Economy

‘Repressive governments use financial crises, global pandemics to change societal norms’

Sam Szoke-Burke, senior legal researcher, Columbia University, talks to DTE amid reports of governments trying to take control of land in name of COVID-19 recovery  

 
By Kundan Pandey
Last Updated: Monday 13 July 2020

The novel coronavirus disease (COVID-19) pandemic has hollowed out economies, apart from affecting individual lives and communities. There have also been allegations that some governments have used the crisis as a pretext to take control of land from local people in the name of reviving the economy.

Down to Earth talked to Sam Szoke-Burke, senior legal researcher, Columbia Center on Sustainable Investment, Columbia Law School, Columbia University, to understand the subject better. Edited excerpts. 

Kundan Pandey: Several reports have underlined that governments are trying to take land from local people in a bid to ‘revive their economy’. What is your reading about the present situation?

Sam Szoke-Burke: Colombia, for example, has announced a plan to use digital technology for community consultations on extractive industry projects. This, despite indications from Colombian civil society that 90 per cent of indigenous lands in the country lack internet access.

 In other cases, governments are calling for changes in land policy and law that weaken environmental and social protections. These will make it easier for companies to grab lands neglecting land and human rights of local communities and other tenure rights holders.

KP: Is it common for the governments to push for land acquisition after every big crisis such as an epidemic or a financial crisis?

SS: Analyst Naomi Klein articulated “the shock doctrine,” wherein repressive governments use shocks like financial crises, natural disasters or global pandemics to change societal norms and systems in ways that damage human rights and inclusive economies.

Examples of disaster capitalism are springing up daily. There are reports of Puerto Rico risking a bad deal for a power plant contract. Recently, a minister in Alberta, Canada, said it is a “great time” to build an oil pipeline because the COVID-19 pandemic limits citizens’ ability to protest.

KP: There are restrictions on people’s movement amid the pandemic. Do you think communities are in position to bargain with governments?

SS: Restrictions on citizens’ ability to associate, protest and attend consultations open up opportunities for governments to undemocratically force through land acquisitions or project authorisations. The Inter-American Commission on Human Rights has already said it is impossible to conduct appropriate processes for obtaining free, prior and informed consent of communities in such circumstances. It urged governments to suspend procedures for authorising resource investments in or around indigenous territories.

Forging ahead with investment approvals without regard for community rights and well-being is not the answer. Doing so will be self-defeating for governments and investors.
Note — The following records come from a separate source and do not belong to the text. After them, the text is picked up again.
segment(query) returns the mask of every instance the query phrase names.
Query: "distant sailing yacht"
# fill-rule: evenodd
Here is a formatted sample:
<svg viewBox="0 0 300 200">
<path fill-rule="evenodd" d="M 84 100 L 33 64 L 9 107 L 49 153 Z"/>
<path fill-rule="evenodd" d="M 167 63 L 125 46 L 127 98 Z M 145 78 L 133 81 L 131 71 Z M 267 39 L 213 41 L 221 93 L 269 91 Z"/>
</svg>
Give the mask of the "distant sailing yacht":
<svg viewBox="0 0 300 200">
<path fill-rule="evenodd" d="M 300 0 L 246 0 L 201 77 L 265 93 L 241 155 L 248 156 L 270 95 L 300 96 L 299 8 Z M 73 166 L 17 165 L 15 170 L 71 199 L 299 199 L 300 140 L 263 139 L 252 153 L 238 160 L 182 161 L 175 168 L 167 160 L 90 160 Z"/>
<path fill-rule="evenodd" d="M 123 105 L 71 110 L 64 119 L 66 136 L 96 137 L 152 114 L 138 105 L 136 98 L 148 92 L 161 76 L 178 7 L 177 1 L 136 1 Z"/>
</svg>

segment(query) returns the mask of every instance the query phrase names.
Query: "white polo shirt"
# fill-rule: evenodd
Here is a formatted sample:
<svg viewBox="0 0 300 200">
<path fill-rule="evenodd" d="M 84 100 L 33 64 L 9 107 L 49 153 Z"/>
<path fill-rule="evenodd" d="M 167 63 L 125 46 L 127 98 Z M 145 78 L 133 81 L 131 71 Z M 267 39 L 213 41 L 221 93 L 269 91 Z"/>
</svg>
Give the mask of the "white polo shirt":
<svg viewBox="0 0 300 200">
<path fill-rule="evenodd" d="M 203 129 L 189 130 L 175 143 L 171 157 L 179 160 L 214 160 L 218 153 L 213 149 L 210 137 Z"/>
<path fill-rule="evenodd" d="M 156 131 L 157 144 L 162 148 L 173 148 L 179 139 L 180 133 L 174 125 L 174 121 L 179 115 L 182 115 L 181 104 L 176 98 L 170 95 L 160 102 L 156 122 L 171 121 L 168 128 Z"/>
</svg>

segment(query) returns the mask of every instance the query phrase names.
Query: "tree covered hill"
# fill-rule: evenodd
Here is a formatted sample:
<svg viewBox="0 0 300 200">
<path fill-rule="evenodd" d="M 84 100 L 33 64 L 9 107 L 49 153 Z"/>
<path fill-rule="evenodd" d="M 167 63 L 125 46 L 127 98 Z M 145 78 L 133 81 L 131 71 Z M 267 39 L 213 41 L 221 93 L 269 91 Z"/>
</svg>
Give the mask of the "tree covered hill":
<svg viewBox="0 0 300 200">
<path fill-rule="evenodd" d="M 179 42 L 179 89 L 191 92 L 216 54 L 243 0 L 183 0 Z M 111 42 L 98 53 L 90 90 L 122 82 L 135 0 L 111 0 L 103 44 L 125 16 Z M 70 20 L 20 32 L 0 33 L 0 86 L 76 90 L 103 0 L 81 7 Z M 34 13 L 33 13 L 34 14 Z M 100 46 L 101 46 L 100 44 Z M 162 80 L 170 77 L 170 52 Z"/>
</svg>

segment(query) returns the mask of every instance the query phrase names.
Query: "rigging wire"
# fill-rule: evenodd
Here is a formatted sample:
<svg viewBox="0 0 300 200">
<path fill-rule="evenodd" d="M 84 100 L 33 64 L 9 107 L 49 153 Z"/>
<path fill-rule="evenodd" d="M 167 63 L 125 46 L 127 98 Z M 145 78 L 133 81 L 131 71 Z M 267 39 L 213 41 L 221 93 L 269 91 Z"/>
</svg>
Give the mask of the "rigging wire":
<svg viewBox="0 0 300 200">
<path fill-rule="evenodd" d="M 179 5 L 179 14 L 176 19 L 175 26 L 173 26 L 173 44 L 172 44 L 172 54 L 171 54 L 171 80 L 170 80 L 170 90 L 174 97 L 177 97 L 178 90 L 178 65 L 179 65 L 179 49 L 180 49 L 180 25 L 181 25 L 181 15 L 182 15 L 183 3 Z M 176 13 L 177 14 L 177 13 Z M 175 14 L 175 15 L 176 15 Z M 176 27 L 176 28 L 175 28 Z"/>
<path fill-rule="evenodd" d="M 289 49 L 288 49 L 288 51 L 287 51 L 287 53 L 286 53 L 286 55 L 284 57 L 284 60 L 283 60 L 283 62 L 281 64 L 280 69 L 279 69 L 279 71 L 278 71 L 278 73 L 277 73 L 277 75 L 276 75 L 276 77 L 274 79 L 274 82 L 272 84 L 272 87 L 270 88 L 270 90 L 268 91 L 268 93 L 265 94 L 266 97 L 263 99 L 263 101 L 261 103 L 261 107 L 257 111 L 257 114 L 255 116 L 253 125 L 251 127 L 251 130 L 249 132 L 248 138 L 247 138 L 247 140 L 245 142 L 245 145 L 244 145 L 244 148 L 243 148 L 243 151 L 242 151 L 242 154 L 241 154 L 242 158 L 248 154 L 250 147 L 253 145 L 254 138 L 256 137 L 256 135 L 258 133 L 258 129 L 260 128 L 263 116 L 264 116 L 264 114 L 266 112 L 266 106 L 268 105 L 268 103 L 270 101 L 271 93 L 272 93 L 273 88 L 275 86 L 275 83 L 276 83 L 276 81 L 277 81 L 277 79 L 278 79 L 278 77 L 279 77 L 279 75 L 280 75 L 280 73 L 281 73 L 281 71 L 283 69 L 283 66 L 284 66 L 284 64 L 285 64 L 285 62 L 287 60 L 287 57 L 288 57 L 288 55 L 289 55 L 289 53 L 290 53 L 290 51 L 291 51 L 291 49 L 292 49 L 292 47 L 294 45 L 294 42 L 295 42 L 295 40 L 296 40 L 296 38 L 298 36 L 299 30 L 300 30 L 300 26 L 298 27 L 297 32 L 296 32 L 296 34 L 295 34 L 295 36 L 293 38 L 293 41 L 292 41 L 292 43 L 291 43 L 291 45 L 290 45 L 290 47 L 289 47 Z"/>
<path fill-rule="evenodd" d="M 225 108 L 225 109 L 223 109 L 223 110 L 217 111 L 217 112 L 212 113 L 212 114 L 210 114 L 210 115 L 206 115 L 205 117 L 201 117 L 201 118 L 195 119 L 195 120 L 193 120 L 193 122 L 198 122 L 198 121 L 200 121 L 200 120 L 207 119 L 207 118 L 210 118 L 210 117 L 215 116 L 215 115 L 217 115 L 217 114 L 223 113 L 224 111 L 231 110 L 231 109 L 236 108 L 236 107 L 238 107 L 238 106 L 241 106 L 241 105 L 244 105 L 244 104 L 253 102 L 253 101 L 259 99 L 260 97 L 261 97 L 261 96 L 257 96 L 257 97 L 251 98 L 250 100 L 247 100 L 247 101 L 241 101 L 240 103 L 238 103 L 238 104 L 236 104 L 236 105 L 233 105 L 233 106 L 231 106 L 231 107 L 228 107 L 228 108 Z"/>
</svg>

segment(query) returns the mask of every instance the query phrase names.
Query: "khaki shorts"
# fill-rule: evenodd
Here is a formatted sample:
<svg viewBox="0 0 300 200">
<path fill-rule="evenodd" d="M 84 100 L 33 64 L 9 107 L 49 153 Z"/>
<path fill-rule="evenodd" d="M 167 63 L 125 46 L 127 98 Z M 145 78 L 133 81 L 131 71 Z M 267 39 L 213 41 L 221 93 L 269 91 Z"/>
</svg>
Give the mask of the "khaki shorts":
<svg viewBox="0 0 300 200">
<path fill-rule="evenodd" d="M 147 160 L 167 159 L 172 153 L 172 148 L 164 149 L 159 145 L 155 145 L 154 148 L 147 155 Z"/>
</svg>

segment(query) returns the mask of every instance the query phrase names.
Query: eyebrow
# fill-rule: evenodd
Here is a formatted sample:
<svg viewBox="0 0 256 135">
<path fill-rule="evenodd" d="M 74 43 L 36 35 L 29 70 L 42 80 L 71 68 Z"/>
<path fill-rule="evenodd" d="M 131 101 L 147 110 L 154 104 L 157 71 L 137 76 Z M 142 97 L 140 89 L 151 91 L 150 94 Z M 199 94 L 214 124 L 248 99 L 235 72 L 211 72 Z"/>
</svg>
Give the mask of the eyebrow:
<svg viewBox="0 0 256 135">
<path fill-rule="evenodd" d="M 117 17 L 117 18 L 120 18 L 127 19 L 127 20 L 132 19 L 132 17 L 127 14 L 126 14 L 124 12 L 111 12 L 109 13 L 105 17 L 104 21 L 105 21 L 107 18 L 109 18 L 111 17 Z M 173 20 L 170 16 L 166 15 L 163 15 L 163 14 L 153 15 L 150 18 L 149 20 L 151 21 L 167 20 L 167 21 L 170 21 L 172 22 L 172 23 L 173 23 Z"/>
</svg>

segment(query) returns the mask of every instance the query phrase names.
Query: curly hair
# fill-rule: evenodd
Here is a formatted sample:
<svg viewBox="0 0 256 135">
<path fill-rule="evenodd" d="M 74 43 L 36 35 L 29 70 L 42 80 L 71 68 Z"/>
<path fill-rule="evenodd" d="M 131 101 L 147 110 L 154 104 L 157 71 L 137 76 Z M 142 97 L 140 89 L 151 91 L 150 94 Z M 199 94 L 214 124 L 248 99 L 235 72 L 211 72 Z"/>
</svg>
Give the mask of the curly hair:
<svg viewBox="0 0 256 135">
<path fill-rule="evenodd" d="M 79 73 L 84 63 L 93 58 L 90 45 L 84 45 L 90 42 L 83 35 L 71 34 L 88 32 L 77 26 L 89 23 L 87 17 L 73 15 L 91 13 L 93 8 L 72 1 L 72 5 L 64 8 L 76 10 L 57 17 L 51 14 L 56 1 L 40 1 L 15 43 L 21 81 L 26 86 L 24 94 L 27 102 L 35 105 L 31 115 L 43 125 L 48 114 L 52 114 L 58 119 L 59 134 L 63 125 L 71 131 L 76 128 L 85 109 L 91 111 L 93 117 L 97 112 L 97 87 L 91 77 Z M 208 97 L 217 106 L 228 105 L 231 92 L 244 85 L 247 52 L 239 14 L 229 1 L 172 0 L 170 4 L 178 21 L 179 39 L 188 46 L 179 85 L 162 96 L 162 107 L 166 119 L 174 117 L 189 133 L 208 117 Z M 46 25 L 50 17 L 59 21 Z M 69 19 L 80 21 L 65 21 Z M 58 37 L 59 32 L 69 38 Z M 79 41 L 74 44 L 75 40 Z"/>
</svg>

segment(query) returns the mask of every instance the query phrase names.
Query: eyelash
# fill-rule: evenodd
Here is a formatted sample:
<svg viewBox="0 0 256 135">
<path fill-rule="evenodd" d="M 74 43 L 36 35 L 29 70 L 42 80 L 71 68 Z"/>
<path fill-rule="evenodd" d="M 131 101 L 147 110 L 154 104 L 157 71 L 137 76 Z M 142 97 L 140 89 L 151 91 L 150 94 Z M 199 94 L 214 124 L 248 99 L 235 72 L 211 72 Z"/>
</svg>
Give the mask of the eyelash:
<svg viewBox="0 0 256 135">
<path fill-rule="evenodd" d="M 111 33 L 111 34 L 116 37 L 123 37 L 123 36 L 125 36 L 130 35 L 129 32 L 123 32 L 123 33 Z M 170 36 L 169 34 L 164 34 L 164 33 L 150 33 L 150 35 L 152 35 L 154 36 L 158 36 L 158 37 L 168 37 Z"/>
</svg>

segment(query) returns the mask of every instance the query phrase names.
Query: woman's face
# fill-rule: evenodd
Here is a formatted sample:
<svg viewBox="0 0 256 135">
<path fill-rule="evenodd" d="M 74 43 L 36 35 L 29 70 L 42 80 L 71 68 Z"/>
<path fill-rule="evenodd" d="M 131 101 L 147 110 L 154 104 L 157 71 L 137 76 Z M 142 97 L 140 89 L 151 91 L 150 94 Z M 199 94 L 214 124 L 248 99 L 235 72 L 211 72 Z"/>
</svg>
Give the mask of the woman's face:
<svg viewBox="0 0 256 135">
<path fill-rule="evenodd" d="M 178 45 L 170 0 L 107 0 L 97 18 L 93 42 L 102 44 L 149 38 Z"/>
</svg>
KP: How have previous efforts of acquiring land after a social or economic crisis impacted local people?

SS: Investor interest in land and resource investments — and the increased risk of land grabs — is often cyclical. For instance, dramatically increased food prices caused a spike in the negotiation of investment contracts concluded between companies and host governments for agricultural projects in 2005.

This global rush for land slowed, but did not stop, by 2012.

The tendency for land grabs is facilitated by governments desperate to welcome investment, and may offer vast and usually inhabited lands at bargain basement prices or turn a blind eye to illegal grabbing of community lands. This is often self-defeating; many investment projects result in local conflicts that cost millions of dollars and even lead to projects being abandoned and country reputations being damaged.

Repressive and austere governments often allow investors to engage in land speculation that can drive up grabbing of land that may not even be developed into an agricultural or resource development, but can be simply bought and sold off as their value increases. TIAA-CREF, a type of retirement fund for American workers, was accused of engaging in this practice in Brazil.

Communities risk being forced off the land, with or without any compensation. Assuming their right to give or withhold their free, prior and informed consent, among other human rights, is not respected. Such communities will lose access to lands and resources from which they derive their livelihoods and which are of fundamental cultural or spiritual importance.

Their social networks and access to markets will be disrupted. Their support networks will disappear as community members are forced to scatter far and wide. Such land grabs can threaten the survival of indigenous peoples and cultures and lead to a deadly spiral of impoverishment, disenfranchisement and conflict.